Dem stehen aber etwa 4 Millionen Menschen entgegen, die nicht arbeiten können. Oder die doch arbeiten, aber eben nicht formell und nicht bezahlt. 563 € netto im Monat, um Angehörige zu pflegen? Klingt nach einem echten Hungerlohn. (Das Einstiegsgehalt in der Altenpflege liegt laut Medi-Karriere.de (abgerufen am 8. März 2025) bei 2.600 €. Es würde sich also deutlich lohnen zu arbeiten, wenn man z. B. so gerne Altenpflege macht.)
Wie steht es um Deine Mental Health?
Wenn Du ernsthafte Selbstmordgedanken hast, ruf bitte sofort die 112 an oder geh in die Notaufnahme des nächstgelegenen Krankenhauses.
Egal, ob mit oder ohne Bürgergeld, uns allen geht es mal schlecht. Aber wenn der Zustand anhält oder regelmäßig wiederkehrt, wenn Du zunehmend die Lebenslust verlierst, keinen Sinn mehr siehst und Dich zu nichts aufraffen kannst, steckt vielleicht ein tieferliegendes Problem dahinter. Vielleicht überlegst Du schon länger, ob Du nicht vielleicht doch ein Problem hast, für das Du professionelle Hilfe in Anspruch nehmen solltest.
Es ist keine Schande, sich in psychologischen Dingen Hilfe zu holen, sondern zeugt von großer Stärke.

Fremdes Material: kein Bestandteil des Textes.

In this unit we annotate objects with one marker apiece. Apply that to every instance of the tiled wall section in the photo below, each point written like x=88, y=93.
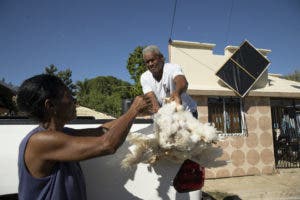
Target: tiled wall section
x=245, y=155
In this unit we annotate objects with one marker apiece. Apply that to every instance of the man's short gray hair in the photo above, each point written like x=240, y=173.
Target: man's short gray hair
x=152, y=49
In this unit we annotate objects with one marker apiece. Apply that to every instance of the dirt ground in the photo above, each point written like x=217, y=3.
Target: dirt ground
x=282, y=185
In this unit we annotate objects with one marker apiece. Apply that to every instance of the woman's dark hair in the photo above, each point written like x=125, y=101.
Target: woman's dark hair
x=34, y=91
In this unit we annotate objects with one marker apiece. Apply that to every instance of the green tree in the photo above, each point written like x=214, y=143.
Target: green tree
x=64, y=75
x=295, y=76
x=103, y=94
x=135, y=67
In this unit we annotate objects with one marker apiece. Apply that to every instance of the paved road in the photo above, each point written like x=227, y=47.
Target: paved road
x=283, y=185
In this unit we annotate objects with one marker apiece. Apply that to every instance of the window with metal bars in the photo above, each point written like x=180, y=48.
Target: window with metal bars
x=225, y=114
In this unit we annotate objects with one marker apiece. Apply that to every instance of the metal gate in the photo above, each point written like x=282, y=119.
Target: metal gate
x=286, y=132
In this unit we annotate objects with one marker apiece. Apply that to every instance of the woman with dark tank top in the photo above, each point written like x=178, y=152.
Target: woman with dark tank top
x=49, y=155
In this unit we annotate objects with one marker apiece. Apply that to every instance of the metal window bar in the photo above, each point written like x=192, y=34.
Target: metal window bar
x=285, y=134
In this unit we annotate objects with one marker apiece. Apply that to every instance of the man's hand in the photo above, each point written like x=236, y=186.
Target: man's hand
x=141, y=103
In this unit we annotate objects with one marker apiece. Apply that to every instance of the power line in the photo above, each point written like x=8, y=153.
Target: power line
x=229, y=22
x=173, y=20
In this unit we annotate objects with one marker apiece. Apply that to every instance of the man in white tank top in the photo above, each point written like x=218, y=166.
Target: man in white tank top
x=165, y=80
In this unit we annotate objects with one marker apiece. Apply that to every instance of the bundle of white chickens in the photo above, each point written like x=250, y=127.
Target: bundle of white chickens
x=176, y=135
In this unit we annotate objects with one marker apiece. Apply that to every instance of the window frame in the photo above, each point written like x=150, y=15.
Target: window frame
x=241, y=115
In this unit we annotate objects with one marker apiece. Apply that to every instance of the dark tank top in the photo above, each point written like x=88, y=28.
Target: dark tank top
x=66, y=182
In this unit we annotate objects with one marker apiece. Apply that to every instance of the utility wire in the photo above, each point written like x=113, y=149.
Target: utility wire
x=173, y=20
x=229, y=22
x=205, y=65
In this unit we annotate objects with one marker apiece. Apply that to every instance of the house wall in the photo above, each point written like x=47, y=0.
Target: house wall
x=245, y=155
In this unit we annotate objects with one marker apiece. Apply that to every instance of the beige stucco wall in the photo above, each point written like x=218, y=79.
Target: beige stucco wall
x=245, y=155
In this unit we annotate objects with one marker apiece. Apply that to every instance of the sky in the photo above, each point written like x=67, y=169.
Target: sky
x=95, y=37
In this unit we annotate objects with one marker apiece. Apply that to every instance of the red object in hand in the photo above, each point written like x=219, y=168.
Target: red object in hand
x=190, y=177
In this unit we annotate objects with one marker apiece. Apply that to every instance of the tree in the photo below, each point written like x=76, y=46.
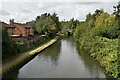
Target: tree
x=11, y=21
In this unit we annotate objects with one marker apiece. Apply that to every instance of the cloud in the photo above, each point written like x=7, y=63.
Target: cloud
x=26, y=11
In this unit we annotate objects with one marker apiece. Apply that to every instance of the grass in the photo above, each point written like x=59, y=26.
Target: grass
x=26, y=57
x=25, y=51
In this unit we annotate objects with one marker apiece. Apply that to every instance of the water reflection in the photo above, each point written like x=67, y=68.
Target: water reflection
x=63, y=59
x=91, y=65
x=51, y=53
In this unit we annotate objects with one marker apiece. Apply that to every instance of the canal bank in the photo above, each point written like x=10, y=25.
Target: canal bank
x=24, y=58
x=61, y=60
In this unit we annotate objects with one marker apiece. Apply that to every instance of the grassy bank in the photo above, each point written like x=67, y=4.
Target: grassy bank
x=28, y=57
x=24, y=51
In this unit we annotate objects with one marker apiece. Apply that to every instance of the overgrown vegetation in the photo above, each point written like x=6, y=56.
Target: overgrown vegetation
x=46, y=24
x=99, y=36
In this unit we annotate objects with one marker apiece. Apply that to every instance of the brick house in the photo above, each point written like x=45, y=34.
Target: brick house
x=17, y=29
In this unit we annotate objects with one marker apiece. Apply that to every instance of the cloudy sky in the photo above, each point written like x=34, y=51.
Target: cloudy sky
x=27, y=10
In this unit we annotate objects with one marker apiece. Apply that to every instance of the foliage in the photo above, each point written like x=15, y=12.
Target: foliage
x=99, y=37
x=46, y=24
x=8, y=46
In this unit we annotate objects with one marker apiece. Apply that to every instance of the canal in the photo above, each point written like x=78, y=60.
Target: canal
x=61, y=60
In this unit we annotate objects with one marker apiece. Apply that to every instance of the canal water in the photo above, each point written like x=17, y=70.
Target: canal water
x=61, y=60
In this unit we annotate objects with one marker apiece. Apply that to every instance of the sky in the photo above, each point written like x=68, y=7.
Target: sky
x=26, y=10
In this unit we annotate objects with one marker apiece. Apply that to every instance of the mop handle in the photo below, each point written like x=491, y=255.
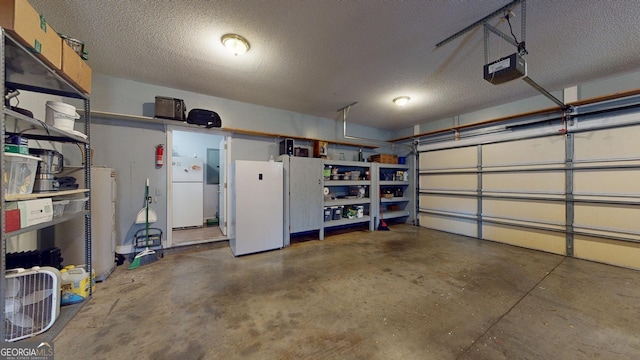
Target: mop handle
x=146, y=211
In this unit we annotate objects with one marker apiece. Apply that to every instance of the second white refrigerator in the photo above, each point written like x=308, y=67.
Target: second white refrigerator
x=188, y=192
x=257, y=207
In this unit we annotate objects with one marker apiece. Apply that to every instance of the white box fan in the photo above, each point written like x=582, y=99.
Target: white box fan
x=31, y=301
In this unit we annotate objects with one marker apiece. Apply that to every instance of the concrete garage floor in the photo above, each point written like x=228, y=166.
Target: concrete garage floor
x=408, y=293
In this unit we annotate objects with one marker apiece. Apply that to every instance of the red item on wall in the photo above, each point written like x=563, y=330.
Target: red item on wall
x=159, y=155
x=12, y=220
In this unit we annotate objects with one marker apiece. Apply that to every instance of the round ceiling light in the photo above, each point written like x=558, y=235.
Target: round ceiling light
x=401, y=100
x=236, y=44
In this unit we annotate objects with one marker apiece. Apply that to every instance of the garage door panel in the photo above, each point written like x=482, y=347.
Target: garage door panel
x=607, y=182
x=535, y=211
x=530, y=151
x=525, y=182
x=529, y=238
x=450, y=224
x=450, y=181
x=451, y=158
x=616, y=143
x=456, y=204
x=613, y=252
x=607, y=216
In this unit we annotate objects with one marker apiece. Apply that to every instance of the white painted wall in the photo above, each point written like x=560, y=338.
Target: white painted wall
x=195, y=144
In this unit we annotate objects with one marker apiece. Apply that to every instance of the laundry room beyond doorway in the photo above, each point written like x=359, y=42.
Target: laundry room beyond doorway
x=196, y=197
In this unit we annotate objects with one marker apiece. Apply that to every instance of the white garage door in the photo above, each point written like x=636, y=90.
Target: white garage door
x=576, y=194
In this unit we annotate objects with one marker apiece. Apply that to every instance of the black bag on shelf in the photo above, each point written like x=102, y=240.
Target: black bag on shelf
x=203, y=117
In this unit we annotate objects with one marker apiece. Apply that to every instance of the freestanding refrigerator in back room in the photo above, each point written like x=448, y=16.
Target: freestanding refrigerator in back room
x=258, y=207
x=70, y=234
x=188, y=192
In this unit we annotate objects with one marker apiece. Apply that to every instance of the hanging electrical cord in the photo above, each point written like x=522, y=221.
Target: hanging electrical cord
x=520, y=45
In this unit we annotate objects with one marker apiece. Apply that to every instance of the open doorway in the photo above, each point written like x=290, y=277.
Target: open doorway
x=196, y=186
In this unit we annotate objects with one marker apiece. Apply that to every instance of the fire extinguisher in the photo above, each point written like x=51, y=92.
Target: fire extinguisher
x=159, y=155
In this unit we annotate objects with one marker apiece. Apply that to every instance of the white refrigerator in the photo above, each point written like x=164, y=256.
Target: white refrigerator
x=188, y=192
x=70, y=234
x=258, y=207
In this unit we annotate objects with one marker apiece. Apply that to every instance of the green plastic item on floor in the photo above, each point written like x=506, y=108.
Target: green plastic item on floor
x=146, y=256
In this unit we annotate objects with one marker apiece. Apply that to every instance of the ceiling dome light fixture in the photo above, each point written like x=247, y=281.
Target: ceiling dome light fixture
x=401, y=100
x=235, y=43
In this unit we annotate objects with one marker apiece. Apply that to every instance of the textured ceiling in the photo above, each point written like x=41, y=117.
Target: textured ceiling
x=314, y=57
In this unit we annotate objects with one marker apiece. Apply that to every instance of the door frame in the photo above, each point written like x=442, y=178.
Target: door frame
x=223, y=188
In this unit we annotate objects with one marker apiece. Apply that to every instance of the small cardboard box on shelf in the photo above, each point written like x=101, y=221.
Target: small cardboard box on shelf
x=30, y=28
x=384, y=158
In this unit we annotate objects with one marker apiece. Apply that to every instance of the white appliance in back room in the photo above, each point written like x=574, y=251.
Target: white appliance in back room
x=70, y=235
x=188, y=192
x=258, y=207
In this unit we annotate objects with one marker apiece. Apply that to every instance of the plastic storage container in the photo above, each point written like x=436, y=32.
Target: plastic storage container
x=327, y=214
x=60, y=115
x=337, y=212
x=75, y=205
x=58, y=207
x=19, y=173
x=75, y=285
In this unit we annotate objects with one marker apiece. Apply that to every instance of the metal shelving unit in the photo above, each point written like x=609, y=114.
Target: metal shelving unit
x=22, y=70
x=386, y=179
x=346, y=199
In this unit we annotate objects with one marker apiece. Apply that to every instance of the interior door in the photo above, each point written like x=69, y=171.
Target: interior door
x=222, y=188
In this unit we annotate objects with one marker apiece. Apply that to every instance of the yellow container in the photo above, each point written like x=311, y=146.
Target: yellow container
x=75, y=284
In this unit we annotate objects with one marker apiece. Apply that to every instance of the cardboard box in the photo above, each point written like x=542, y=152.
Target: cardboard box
x=75, y=69
x=33, y=212
x=11, y=220
x=384, y=158
x=320, y=149
x=20, y=19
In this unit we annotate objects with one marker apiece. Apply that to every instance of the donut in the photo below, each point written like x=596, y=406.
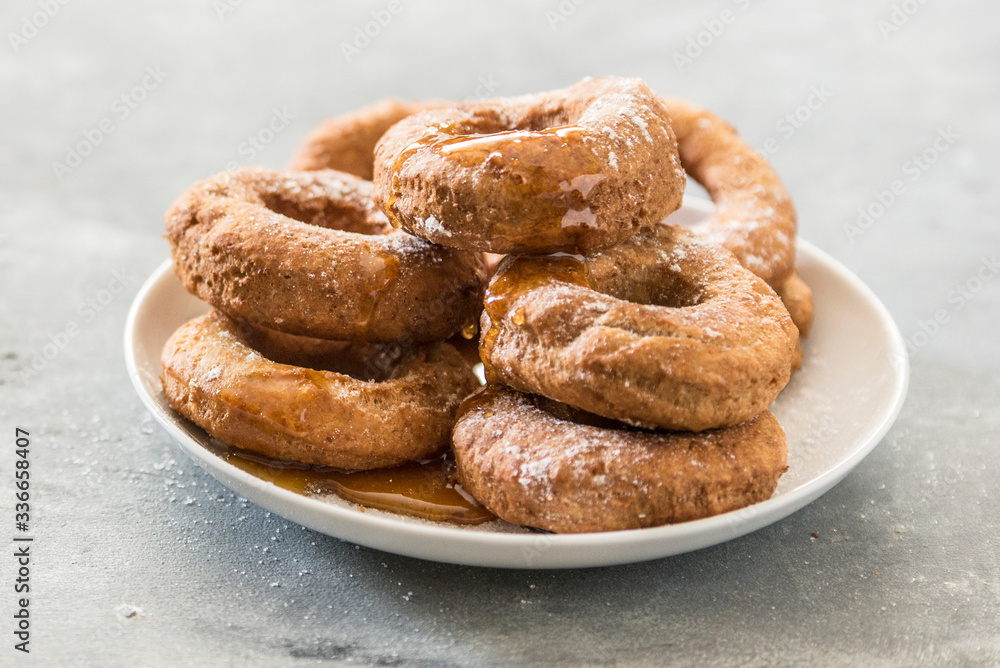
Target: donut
x=665, y=330
x=755, y=218
x=347, y=142
x=573, y=170
x=306, y=253
x=328, y=403
x=797, y=298
x=538, y=463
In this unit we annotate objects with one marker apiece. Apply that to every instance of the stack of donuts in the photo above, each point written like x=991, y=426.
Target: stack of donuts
x=629, y=362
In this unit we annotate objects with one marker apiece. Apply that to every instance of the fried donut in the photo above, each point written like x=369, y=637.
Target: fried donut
x=664, y=330
x=755, y=218
x=577, y=169
x=797, y=298
x=306, y=253
x=347, y=142
x=386, y=405
x=535, y=462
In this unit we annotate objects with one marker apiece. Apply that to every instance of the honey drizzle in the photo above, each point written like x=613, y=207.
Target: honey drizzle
x=426, y=489
x=524, y=274
x=558, y=206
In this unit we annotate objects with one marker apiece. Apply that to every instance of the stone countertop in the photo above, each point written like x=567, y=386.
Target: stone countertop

Bei leichten und mittleren Beschwerden besprich das Thema zunächst mit einer Ärztin bzw. einem Arzt. Dort sitzt die Fachkompetenz, man kann Dir Empfehlungen geben und Dich ggf. auch an jemanden überweisen, dessen (psychologische) Unterstützung von den gesetzlichen bzw. privaten Krankenversicherungen bezahlt wird.
Wenn Dein Anliegen nicht ernst genommen wird – das geschieht leider nach wie vor häufig -, dann geh in eine andere Praxis.
Alternativ kannst Du unter der Telefonnummer 116 117 die Kassenärztliche Vereinigung anrufen. Dort hilft man Dir bei der Psychotherapeutensuche. Die KV hat auch eigene Webseiten mit weiteren Informationen, hier z. B. die KV Bayern.
Vielen Dank für deine Sicht und deine klaren Worte auf diese absolute Katastrophe. Unsere Gesellschaft hat sich so sehr darauf eingeschossen, nach unten zu treten, dass es mir echt weh tut. Und Besserung ist aktuell leider auch nicht in Sicht. Es ist zum Haare raufen.